Recent examples of this in Hollywood are legion. The Terminator franchise has become a joke due to the many sequels. So desperate to squeeze the final pennies from the idea, they have the 70-year-old Arnold Schwarzenegger playing a geriatric robot named Carl who is an interior decorator. The Alien franchise is mostly known for the idiotic reboots and spin-offs that are easily mocked. These are two ideas drained of all value, like the corpse after a vampire has drained the blood.
This happens with other things like pithy phrases. Back in the Obama years, someone used the term “crony-capitalism” to describe the tightening bonds between global corporations and the government. The phrase caught on and was in the mouth of every right-wing pundit. In time it sounded like some of them had a form of Tourette’s, in which they burped out that phrase uncontrollably. Today we have “deep state” and “globalist” getting the same treatment from the same crowd.

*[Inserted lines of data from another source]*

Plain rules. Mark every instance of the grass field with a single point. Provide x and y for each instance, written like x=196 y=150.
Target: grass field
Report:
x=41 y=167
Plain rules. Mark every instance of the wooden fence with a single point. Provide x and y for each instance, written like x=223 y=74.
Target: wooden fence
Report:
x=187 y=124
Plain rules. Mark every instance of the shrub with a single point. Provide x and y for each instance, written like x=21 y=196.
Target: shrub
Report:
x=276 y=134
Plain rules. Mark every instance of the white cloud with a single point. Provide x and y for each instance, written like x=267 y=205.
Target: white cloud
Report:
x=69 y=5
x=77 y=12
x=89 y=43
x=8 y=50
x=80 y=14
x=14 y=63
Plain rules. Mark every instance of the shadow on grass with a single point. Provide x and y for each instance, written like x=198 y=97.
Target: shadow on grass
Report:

The thing is, these vampires who prey on new ideas are not without talent. They have a useful set of skills, in that they are able to drain every last drop of value from an intellectual property. They do so without regard to their own reputations or the reputation of the original creator. They are proud to be vampires and they are handsomely rewarded for their skill. In fact, they do better than the originators, who are often looking for the next concept or ignored by the imitators.
This is not confined to entertainment. A new bit of software can expect the same treatment, as most of Silicon Valley is now tuned to rapidly replicate and consume every new idea that comes along. The cable chat shows are festooned with ads for “apps” that are copies of some original. Facebook, in fact, is just a cheap knock-off of an original idea lost to the mists of time. It now is being cloned and copied by those looking to find some remaining profit from the idea.
A few years ago, an “entrepreneur” came up with the scheme to convince people that buying shaving products was difficult. Instead you should subscribe to a mail order service for razors. There was no new product or an effort to change the demand for razors and shaving products. The whole scheme was about fooling people into thinking there was a razor conspiracy. The goal was to get them to expose their neck so the vampires could get a clear shot at the artery.
Of course, this “innovation” has come in for the same treatment. The airwaves are full of ads claiming there is an underwear conspiracy that can only be solved by bespoke undergarments from a boutique maker. Instead of coming up with a better mousetrap, genius is finding a way to trick people into paying for the same mousetrap. Once the blood has been drained from that deception, it will be onto some new scheme to provide less for more, under the guise of innovation.
This has created a world that selects for the type of person able to suck every last drop of blood from a new idea. In a world where you make as much or more money from copying the ideas of others, it makes sense that people will go into that line of work, rather than the creative end. Hollywood is now full of vampires, looking to drain the blood from the next new idea. There are no “new ideas” in the movie world, because there is no one there interested in being sucked dry by his fellow vampires.
If these selection pressures exist long enough and are widespread enough, then eventually you have a world of too many vampires and too few victims. Those vampires have to feed, so they will move onto other victims. That may be where we are now in the late stages of empire. Everywhere you look the remaining bits of the original spirit are covered with vampires, looking for a clear bit of neck into which they can sink their fangs and suck some blood. Ours is a vampire economy now.